The mothers were then asked how many times they had spanked their children in the preceding week. The study found that 44 percent of them had spanked their children at least once during that time and that 10 percent had spanked their children three or more times.

Two years later, the children's antisocial behavior was evaluated again by interviewing their mothers. The more often a child was spanked, the more antisocial he or she seemed to become, the study found. The children who were not spanked at all had, on average, an apparent decrease in antisocial behavior.

Straus said that his study disproved the common assumption that spanking was not harmful if it was done only occasionally by parents who were otherwise warm and nurturing. His results held true even for children who were spanked just once in the week before the survey and who got a lot of love and intellectual stimulation at home, as measured by mothers' reports and the interviewers' observations.

Dr. Gunnoe's study was similar to Straus', but it looked at a group of 1,110 children from 4 to 11 years old for five years. She, too, found that the children who were spanked became more antisocial. But she found a statistically significant association between spanking and increased aggression, as measured by the number of fights at school, only among boys 8 to 11 years old who lived with single mothers who are white. She found a significant association between spanking and less aggression among children of black mothers, regardless of their sex, age or family situation, and among 4- to 7-year-olds, regardless of their sex, family situation or mother's race.

"This study challenges the notion of the simplistic relationship between spanking and aggression," Dr. Gunnoe said. She said she thought that spanking was most likely to lead to aggressive behavior in children if they perceived it as an aggressive act.

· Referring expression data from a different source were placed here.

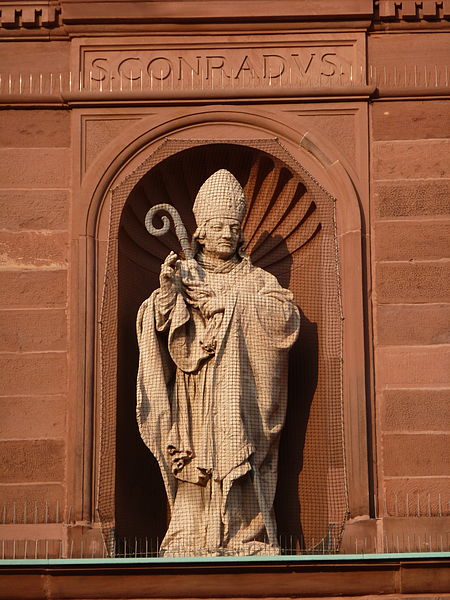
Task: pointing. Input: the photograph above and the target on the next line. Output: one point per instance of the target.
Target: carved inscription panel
(309, 61)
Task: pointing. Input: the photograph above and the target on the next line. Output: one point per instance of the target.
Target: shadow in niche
(302, 384)
(303, 375)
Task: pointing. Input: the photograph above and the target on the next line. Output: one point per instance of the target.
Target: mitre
(220, 196)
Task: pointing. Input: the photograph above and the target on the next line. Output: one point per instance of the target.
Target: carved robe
(211, 404)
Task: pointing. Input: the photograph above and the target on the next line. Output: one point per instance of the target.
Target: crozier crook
(180, 229)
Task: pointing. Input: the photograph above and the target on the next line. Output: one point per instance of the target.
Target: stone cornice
(28, 14)
(411, 10)
(96, 17)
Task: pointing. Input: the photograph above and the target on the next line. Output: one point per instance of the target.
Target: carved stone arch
(140, 143)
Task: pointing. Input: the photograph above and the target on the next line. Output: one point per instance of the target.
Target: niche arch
(195, 130)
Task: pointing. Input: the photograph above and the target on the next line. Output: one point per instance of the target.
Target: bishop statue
(212, 383)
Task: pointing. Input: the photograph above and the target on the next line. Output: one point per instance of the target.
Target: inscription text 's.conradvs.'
(220, 68)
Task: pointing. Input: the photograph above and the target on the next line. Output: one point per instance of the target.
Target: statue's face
(221, 237)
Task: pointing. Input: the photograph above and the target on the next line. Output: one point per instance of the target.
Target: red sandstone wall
(35, 206)
(411, 233)
(407, 289)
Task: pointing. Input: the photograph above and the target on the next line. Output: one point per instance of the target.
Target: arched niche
(114, 391)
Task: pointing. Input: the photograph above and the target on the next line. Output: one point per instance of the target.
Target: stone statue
(212, 383)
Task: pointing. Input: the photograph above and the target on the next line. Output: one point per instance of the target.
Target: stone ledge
(237, 579)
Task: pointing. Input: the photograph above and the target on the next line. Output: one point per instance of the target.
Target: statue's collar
(214, 265)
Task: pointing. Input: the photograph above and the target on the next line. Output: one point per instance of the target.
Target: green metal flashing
(220, 560)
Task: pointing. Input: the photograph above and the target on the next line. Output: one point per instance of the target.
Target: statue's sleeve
(276, 311)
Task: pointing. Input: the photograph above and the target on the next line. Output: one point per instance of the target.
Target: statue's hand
(168, 273)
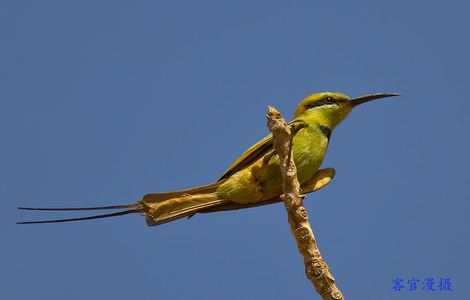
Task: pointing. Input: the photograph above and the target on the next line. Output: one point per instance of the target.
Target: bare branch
(315, 267)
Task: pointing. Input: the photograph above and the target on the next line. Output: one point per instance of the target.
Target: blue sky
(104, 101)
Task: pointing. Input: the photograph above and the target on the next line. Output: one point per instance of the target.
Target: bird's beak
(363, 99)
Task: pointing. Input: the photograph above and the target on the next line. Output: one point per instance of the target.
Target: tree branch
(315, 267)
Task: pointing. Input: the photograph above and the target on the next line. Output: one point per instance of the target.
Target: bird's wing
(253, 153)
(249, 156)
(319, 180)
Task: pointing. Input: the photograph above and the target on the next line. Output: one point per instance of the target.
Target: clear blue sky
(104, 101)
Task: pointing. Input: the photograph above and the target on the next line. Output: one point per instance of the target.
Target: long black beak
(363, 99)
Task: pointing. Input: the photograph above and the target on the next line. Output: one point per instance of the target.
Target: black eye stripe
(325, 101)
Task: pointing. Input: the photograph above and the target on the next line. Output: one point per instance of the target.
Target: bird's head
(332, 108)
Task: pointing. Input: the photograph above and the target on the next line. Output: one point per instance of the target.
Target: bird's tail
(158, 208)
(129, 208)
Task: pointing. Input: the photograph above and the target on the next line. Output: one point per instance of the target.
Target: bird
(254, 178)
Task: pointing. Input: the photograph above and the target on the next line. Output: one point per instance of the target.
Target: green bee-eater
(254, 179)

Her theory is that children under 8 tend to regard spanking as a parent's rightful exercise of authority, while older children are more likely to see it as aggressive because they are less willing to accept parental authority.

In addition, Dr. Gunnoe proposes that black children are more inclined than white children to think spanking is acceptable because it is favored in the black community. "In therapy, some black mothers say, 'Timeouts are for white people,' " Dr. Gunnoe said, referring to a method advocated in many child-care books of isolating a child briefly as punishment for misbehavior.

As for the sex difference her study found, Dr. Gunnoe said that one reason spanking was followed by more aggression only in boys could be that girls were less aggressive by nature.

These studies leave many questions. Does spanking weaken the parent-child bond? How often does it get out of control and cause physical harm? Does spanking even work as a mode of discipline?

Though many parents are convinced that, when all else fails, spanking works because children often stop misbehaving immediately, research shows that it is no more effective than other disciplinary measures, like timeouts, Dr. Socolar said.

So should anyone spank a child if the benefits are questionable and there are known and suspected risks? Dr. Catherine D. DeAngelis, the editor of The Archives of Pediatric and Adolescent Medicine, had this answer in a brief editor's note: "I still believe that it is better to spare the child and spoil the rod."